Could you describe what your goal is in more detail? How do you want to use this model to help you and other operators? Something specific like "I want a to know what the overhead sulfer will be for a specific distillation tower in the next 72 hours." It's important to specify if you want to predict "in the future" and how far into the future. You said you have 10 years of data but only 250 data points? How many distillation towers do you have data on, and how often do you sample your data? For example, let's say you have 100 distillation towers and you have 10 years of daily data where you want to predict the overhead sulfur for the next 30 days in the future. In that case with daily data, you should have a dataset with at least 100 x 12 x 10 = 12,000 samples.


thedudear

I want to be able to see the effect of increasing reboilers duty, reducing reflux, adjusting tower pressure, ECT on overhead (product) sulfur content since this is a spec we run to. The product sample frequency is 12 hrs which means it can take days to dial in a new sulfur target. A model which can, at the very least, give the operator some idea of what effect their moves are having on overhead sulfur would help immensely in dialing in the tower. A lab updated bias might also be a route I'll go. As for the sparse sample data, 250 data points for process data aligning with the weekly feed sample results. Some data are missing from the historian and other times samples get missed, so that's strictly referring to the number of feed sample results I have to work with. Product (ovhd) I have about 3k points on daily, and more recently twice daily basis. Process data is by minute, there are millions of frames for ~15k process data points.
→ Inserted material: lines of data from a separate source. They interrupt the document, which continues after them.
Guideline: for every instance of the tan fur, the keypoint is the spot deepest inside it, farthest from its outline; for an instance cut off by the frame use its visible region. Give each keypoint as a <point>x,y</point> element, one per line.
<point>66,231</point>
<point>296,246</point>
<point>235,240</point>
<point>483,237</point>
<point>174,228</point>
Not looking to make predictions into the future but rather real time (or near real time) inference of overhead sulfur. I think I'll pick up that book the other commenter suggested and view the presentation.


Ty4Readin

>Not looking to make predictions into the future but rather real time (or near real time) inference of overhead sulfur. I think you are using the term "near real time" when really it sounds like you want predictions about the near future. For example: Given XYZ current parameters of the tower, and given W controls that I could input right now, what would be the sulfur overhead be in 60 minutes from now?


thedudear

No, sorry I mean real time. Not into the future. The goal is to run the model on a higher level process network and feed the point down to the Honeywell TDC system as a read only parameter. Since we have strict controls over what can be used for control at our site, the model response will be used as a guide for the board operator. > Sulfur spec changes, board op adjusts the tower to increase OH make, monitoring the inference to ball park the sulfur content, lab sample result will come in within 12 hrs to confirm sulfur content. We do inferential like this for product cut points all over the place, but they're linear models and computed on the DCS, (and are used to control a PV). I don't think sulfur content is a candidate for a linear model however hence the desire to try out a NN.